Building the wildcard map requires generating L patterns for each word, and each substring operation costs O(L), resulting in O(N × L²) preprocessing time.
During BFS, each word is visited at most once, and pattern lists are cleared after use, preventing repeated work. This keeps traversal efficient and preserves the same asymptotic complexity.
Test Cases
solution = Solution()
# Example 1
assert solution.ladderLength(
"hit",
"cog",
["hot", "dot", "dog", "lot", "log", "cog"]

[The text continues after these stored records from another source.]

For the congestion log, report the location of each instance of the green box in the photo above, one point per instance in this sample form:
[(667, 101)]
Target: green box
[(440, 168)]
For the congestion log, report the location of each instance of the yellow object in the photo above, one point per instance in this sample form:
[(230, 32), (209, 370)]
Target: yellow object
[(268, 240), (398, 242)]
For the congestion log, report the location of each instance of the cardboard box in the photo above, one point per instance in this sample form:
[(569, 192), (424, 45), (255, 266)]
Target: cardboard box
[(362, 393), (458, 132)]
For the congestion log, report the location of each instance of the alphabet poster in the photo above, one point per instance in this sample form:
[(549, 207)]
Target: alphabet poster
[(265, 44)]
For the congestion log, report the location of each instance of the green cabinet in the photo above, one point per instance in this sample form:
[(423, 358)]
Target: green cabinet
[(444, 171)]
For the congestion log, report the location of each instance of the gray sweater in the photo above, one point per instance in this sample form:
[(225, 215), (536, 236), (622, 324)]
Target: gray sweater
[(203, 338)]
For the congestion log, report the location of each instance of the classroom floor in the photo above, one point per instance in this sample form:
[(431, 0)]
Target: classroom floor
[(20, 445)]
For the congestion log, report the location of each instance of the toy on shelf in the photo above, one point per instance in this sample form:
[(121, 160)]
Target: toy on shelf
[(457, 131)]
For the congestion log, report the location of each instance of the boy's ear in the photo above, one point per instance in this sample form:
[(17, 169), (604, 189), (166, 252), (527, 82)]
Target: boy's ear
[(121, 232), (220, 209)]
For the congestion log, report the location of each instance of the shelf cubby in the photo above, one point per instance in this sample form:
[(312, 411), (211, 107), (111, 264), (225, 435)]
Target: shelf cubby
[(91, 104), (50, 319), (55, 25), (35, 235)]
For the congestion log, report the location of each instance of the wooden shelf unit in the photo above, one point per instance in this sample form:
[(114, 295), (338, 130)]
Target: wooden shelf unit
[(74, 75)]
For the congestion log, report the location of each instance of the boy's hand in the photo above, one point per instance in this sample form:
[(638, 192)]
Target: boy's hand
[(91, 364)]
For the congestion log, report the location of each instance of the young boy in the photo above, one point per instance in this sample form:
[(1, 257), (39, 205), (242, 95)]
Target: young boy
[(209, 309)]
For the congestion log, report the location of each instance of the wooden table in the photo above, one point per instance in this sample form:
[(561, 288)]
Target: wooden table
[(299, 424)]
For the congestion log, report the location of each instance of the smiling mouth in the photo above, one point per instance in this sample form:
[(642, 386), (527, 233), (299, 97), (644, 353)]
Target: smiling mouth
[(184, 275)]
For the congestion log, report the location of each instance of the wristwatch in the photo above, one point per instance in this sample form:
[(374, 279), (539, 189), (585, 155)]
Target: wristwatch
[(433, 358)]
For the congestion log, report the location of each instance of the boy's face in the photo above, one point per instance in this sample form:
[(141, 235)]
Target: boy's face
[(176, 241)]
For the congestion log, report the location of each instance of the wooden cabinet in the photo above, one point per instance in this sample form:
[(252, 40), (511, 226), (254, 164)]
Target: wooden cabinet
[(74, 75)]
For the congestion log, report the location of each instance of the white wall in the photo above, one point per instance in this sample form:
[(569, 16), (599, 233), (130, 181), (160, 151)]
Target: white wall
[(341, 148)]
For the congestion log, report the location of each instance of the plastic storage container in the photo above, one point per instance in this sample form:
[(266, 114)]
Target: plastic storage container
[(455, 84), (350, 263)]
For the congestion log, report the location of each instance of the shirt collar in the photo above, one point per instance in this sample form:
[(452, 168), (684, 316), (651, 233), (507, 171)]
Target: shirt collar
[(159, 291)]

) == 5 # Standard valid transformation
# Example 2
assert solution.ladderLength(
"hit",
"cog",
["hot", "dot", "dog", "lot", "log"]
) == 0 # endWord missing
# Direct transformation
assert solution.ladderLength(
"hit",
"hot",
["hot"]
) == 2 # Single transformation
# No valid path despite endWord existing
assert solution.ladderLength(
"hit",
"cog",
["hot", "dot", "tod", "hog", "cog"]
) == 0 # Disconnected graph
# Multiple shortest paths
assert solution.ladderLength(
"hit",
"cog",
["hot", "dot", "dog", "lot", "log", "cog"]
) == 5 # Several shortest routes
# Smallest valid dictionary
assert solution.ladderLength(
"a",
"c",
["a", "b", "c"]
) == 2 # Single-character words
# Larger branching factor
assert solution.ladderLength(
"red",
"tax",
["ted", "tex", "red", "tax", "tad", "den", "rex", "pee"]

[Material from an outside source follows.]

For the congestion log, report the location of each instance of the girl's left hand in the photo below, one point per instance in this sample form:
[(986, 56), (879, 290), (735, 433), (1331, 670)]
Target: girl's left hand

) == 4 # Multiple branching choices
| Test | Why |
|---|---|
| Example 1 | Verifies standard shortest transformation |
| Example 2 | Verifies immediate failure when endWord is absent |
| Direct transformation | Tests one-step conversion |
| No valid path | Ensures disconnected graph returns 0 |
| Multiple shortest paths | Confirms BFS finds minimum distance |
| Smallest valid dictionary | Tests minimal word length |
| Larger branching factor | Verifies BFS correctness under many choices |
Edge Cases
endWord Does Not Exist in the Dictionary
This is the most important edge case. Since every transformed word must belong to wordList, reaching an endWord outside the dictionary is impossible.
A naive implementation might still run BFS unnecessarily, wasting time. Our implementation explicitly checks this condition at the start:
if endWord not in wordList:
return 0
This guarantees immediate termination.
No Valid Transformation Path Exists
Even if endWord exists, there may be no chain connecting beginWord to it.
For example:
beginWord = "hit"
endWord = "cog"
wordList = ["hot","dot","tod","hog","cog"]
The graph is disconnected, so BFS eventually exhausts all possibilities and returns 0.
Our implementation naturally handles this by finishing traversal and returning:
0
when the queue becomes empty.
Many Similar Words Causing Excessive Reprocessing
A dictionary with many overlapping patterns can cause repeated neighbor scanning.
For example:
hot, dot, lot, pot, cot, got
all share:
*ot
Without optimization, the same adjacency list might be scanned repeatedly for every BFS node.
Our implementation avoids this inefficiency by clearing processed pattern entries:
pattern_map[pattern] = []
This ensures each wildcard group is traversed at most once, significantly improving performance for dense graphs.